You are viewing a plain text version of this content. The canonical link for it is here.
Posted to users@kafka.apache.org by Elizabeth Bennett <eb...@loggly.com> on 2015/02/18 23:41:52 UTC

Re: Thread safety of Encoder implementations

Hi Guozhang,
Sorry for the delayed response. The code we use for the producer send call
looks like this:

We instantiate the producer like this:

  Producer<EventType, EventType> producer = new Producer<EventType,
EventType>(config, context.getEventSerializer(), new
ProducerHandlerWrapper(config, context.getCallback()), null,
context.getPartitioner());

The ProducerHandlerWrapper just wraps the DefaultEventHandler with a
callback in case of exceptions.

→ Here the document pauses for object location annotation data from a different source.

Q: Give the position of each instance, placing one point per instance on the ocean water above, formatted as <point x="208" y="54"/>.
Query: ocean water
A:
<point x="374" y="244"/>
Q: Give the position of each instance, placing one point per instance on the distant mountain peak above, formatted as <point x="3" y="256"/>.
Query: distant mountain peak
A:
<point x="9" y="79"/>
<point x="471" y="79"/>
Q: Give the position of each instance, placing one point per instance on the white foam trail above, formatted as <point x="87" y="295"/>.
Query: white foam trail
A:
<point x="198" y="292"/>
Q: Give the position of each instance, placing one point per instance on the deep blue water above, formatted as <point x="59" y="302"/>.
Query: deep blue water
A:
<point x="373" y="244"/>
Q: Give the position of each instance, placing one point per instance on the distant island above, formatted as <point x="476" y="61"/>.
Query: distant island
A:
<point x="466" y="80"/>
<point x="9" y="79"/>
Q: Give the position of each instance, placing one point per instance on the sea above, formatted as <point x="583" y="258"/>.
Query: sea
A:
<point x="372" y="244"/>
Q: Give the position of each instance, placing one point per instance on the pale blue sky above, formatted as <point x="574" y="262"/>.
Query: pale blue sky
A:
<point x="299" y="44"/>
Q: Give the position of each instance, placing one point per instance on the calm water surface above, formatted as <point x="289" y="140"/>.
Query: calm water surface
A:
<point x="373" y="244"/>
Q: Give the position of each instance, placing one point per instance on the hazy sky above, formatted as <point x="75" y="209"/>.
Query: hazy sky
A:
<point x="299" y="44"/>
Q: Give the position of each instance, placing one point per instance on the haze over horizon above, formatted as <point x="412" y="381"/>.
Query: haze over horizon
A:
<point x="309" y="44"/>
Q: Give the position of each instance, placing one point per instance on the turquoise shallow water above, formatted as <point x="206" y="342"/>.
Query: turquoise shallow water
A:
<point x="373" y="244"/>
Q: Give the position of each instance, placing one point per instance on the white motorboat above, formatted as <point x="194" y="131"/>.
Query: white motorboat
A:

The context.getEventSerializer returns an
object which is an implementation of the Encoder class.

The kafka config object we pass has these parameters:

    p.setProperty("serializer.class", eventSerializer.getClass().getName());
    p.setProperty("broker.list", kafkaBrokerList.toString());
    // Kafka default is 10K
    p.setProperty("queue.size", "50000");
    p.setProperty("queue.enqueue.timeout.ms", "-1");
    p.setProperty("max.message.size",
Property.KafkaProducerMaxMessageSizeBytes.value());
    p.setProperty("buffer.size",
Property.KafkaProducerSocketBufferSizeBytes.value());
    p.setProperty("connect.timeout.ms",
Property.KafkaProducerConnectTimeoutMillis.value());
    p.setProperty("socket.timeout.ms",

String.valueOf(TimeValue.parseMillisStrict(Property.KafkaProducerSocketTimeout.value())));

So we actually specify the "serializer.class" property in the KafkaConfig
object as well as pass an Encoder in the constructor of the Producer.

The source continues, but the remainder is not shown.